[Math] Energy norm. Why is it called that way

partial differential equationsphysics

Let $\Omega$ be an open subset of $\mathbb{R}^n$. The following

$$\lVert u \rVert_{1, 2}^2=\int_{\Omega} \lvert u(x)\rvert^2\, dx + \int_{\Omega} \lvert \nabla u(x)\rvert^2\, dx$$

defines a norm on $H^1(\Omega)$ space, that is sometimes called energy norm.

I don't feel easy with the physical meaning this name suggests. In particular, I see two non-homogeneous quantities, $\lvert u(x)\rvert^2$ and $\lvert \nabla u(x)\rvert^2$, being summed together. How can this be physically consistent?

Maybe some example could help me here. Thank you.

Best Answer

To expand on my comment (see e.g. http://online.itp.ucsb.edu/online/lnotes/balents/node10.html):

The expression which you give can be interpreted as the energy of a $n$-dimensional elastic manifold being elongated in the $n+1$ dimension (e.g. for $n=2$, membrane in three dimension); $u$ is the displacement field.

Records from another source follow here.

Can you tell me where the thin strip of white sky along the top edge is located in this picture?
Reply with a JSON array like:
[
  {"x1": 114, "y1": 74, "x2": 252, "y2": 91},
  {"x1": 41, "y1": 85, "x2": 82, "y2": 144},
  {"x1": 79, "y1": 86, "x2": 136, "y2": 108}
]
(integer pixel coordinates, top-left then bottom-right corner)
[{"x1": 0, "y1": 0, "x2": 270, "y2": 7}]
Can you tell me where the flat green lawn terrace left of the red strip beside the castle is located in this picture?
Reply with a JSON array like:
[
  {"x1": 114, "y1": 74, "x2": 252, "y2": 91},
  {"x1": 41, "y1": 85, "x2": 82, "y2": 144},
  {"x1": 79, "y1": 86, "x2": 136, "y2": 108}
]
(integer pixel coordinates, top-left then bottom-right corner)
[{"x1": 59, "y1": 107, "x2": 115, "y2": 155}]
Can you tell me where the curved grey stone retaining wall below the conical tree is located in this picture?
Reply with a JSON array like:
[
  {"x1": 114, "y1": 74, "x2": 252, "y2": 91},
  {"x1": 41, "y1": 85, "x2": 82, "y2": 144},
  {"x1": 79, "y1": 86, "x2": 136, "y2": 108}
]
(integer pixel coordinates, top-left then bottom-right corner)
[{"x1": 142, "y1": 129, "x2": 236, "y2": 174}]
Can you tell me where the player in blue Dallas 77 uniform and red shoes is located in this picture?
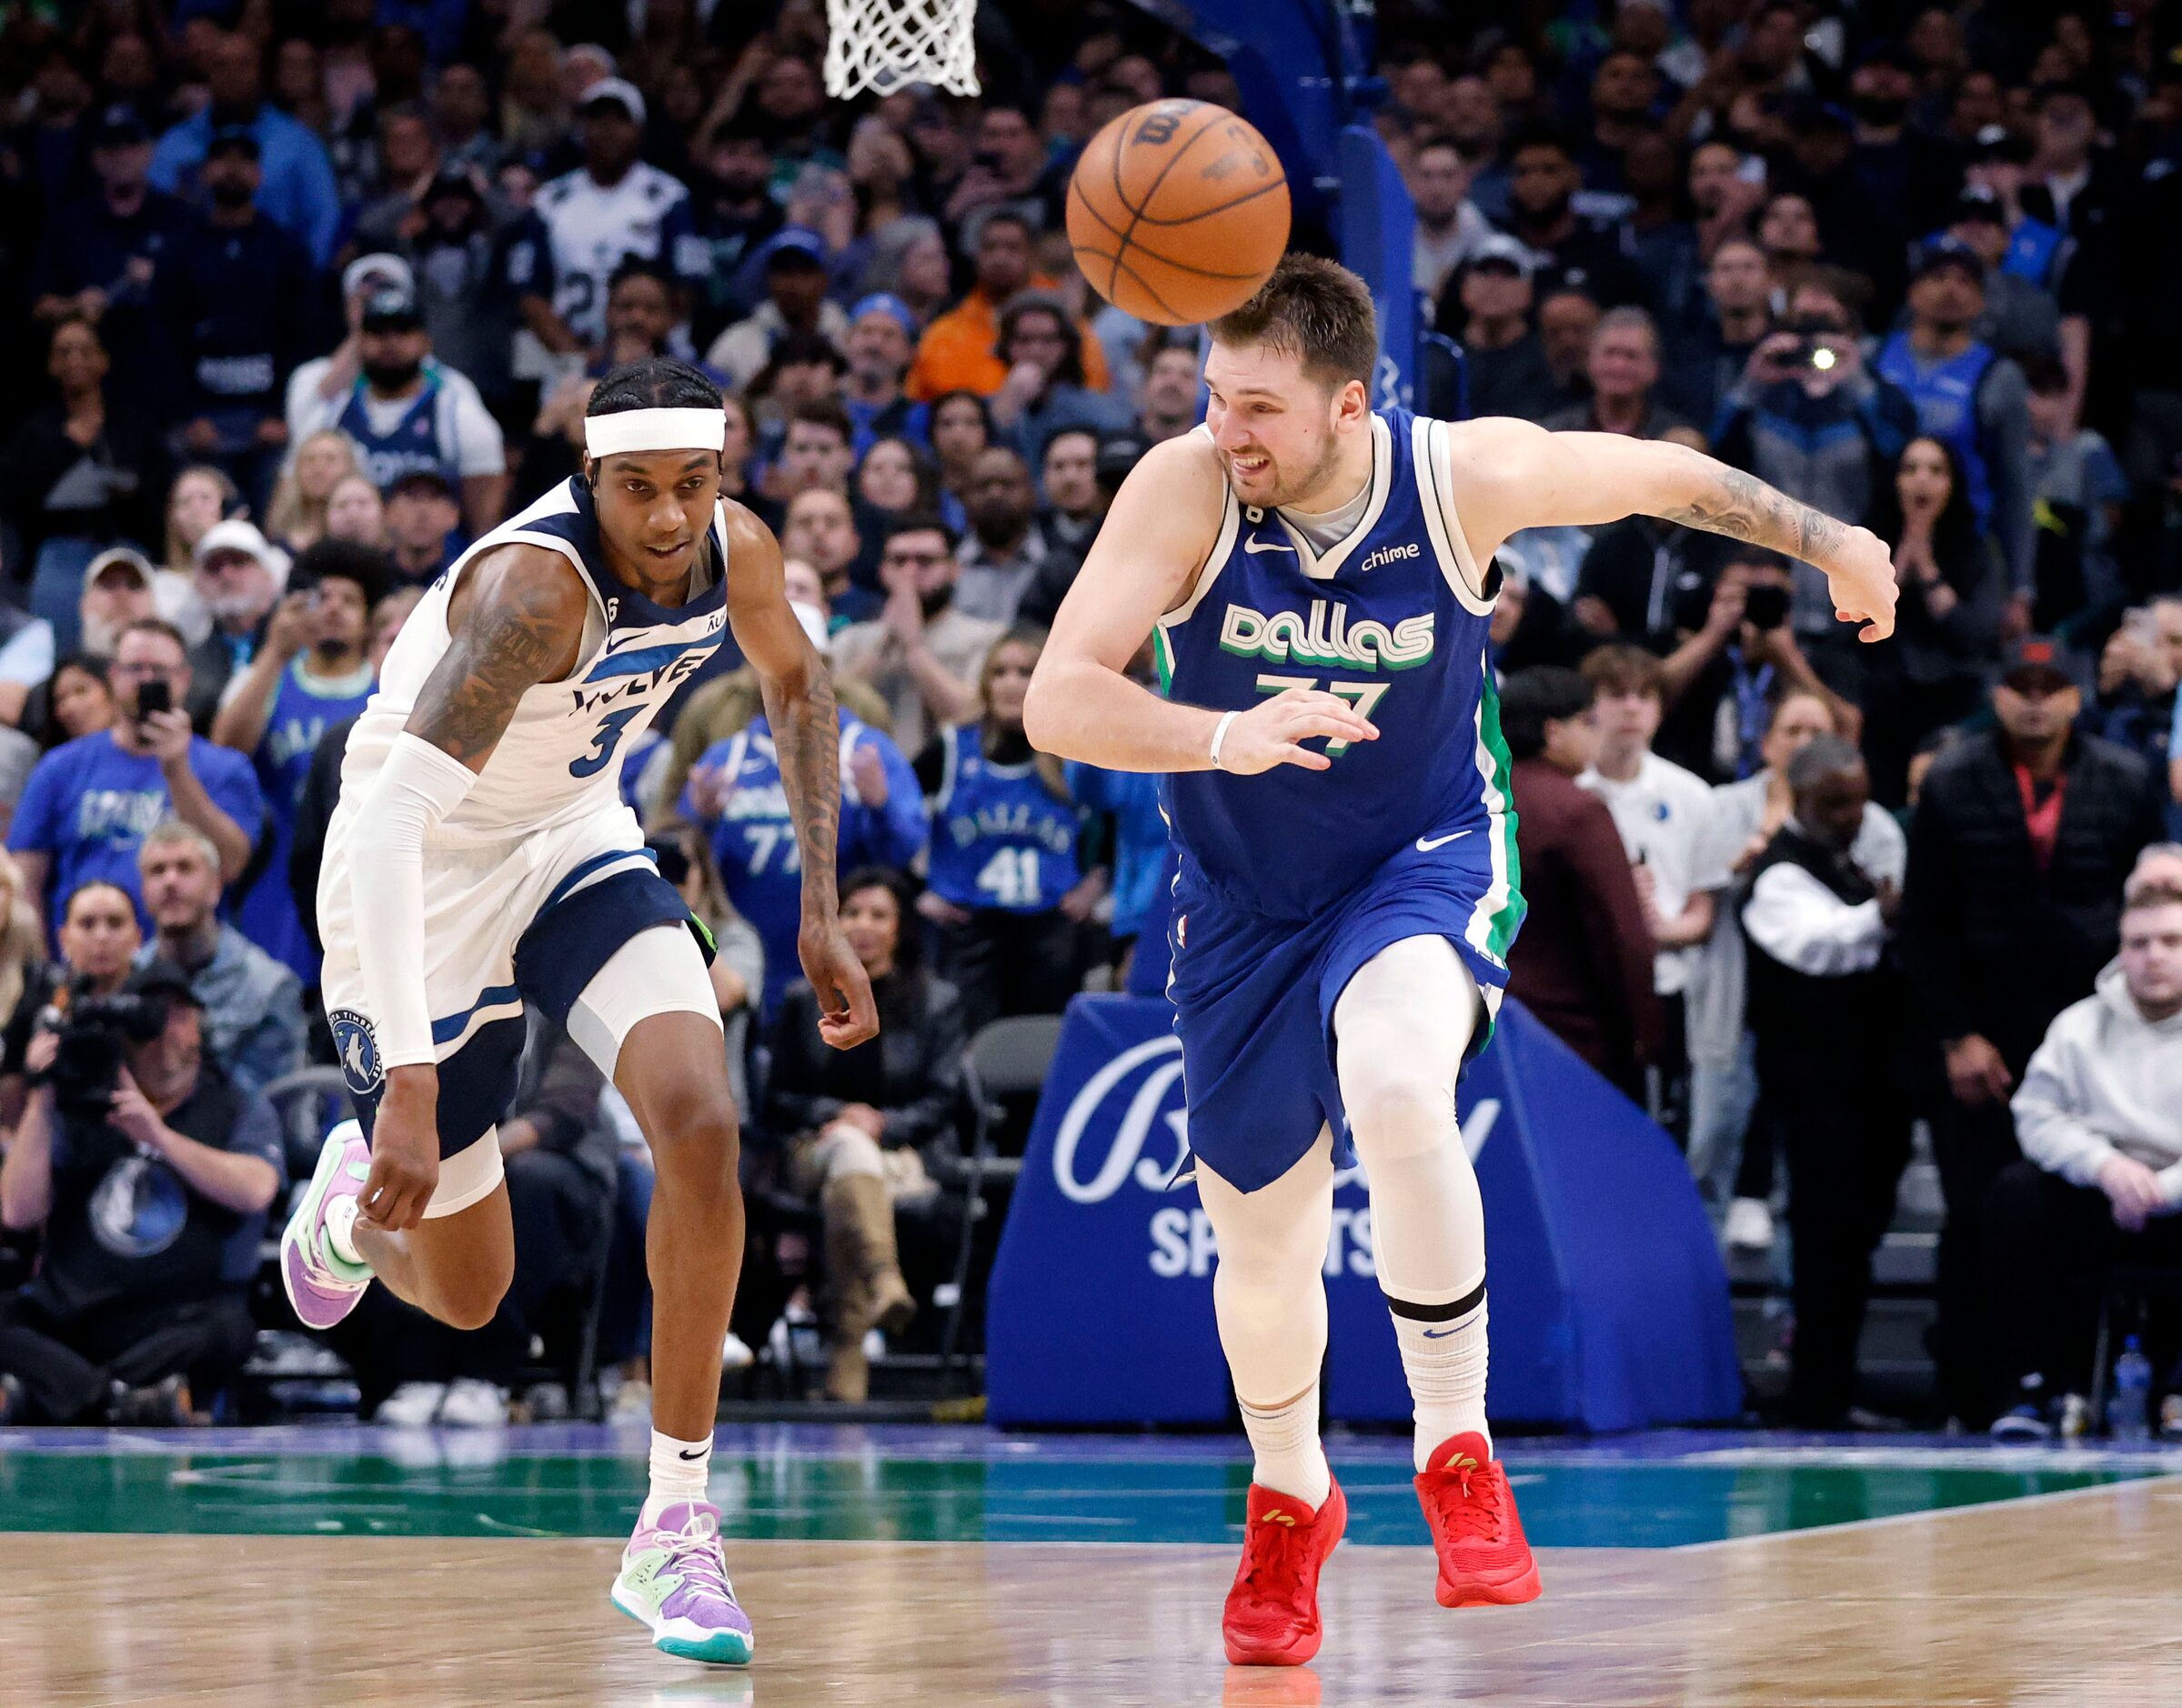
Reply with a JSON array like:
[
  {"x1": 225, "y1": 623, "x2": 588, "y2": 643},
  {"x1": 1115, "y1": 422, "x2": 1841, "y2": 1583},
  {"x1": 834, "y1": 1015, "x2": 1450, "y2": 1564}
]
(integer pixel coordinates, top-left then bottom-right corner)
[{"x1": 1028, "y1": 256, "x2": 1894, "y2": 1666}]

Let me put back the units $$E[u]= \frac{a}{2}\int_{\Omega} \lvert u(x)\rvert^2\, dx + \frac{b}{2} \int_{\Omega} \lvert \nabla u(x)\rvert^2\, dx.$$ The first term tries to bring the manifold back to equilibrium (with $u=0$), the second term penalizes fast changes in the displacement. The energy is not homogenous and involves a characteristic length scale $$\ell_\text{char} = \sqrt{\frac{b}{a}}.$$ This is the scale over which the manifold returns back to equilibrium (in space) if elongated at some point. With $b=0$, the manifold would return immediately, you elongate it at some point and infinitely close the manifold is back at $u=0$. With $a=0$ the manifold would never return to $u=0$. Only the competition between $a$ and $b$ leads to the physics which we expect for elastic manifold. This competition is intimately related to the fact that there is a characteristic length scale appearing.

It is important that physical laws are not homogenous, in order to have characteristic length scales (like $\ell$ in your example, the Bohr radius for the hydrogen problem, $\sqrt{\hbar/m\omega}$ for the quantum harmonic oscillator, ...). The energy of systems only become scale invariant in the vicinity of second order phase transitions. This is a strong condition on energy functionals to the extend that people classify all possible second order phase transitions.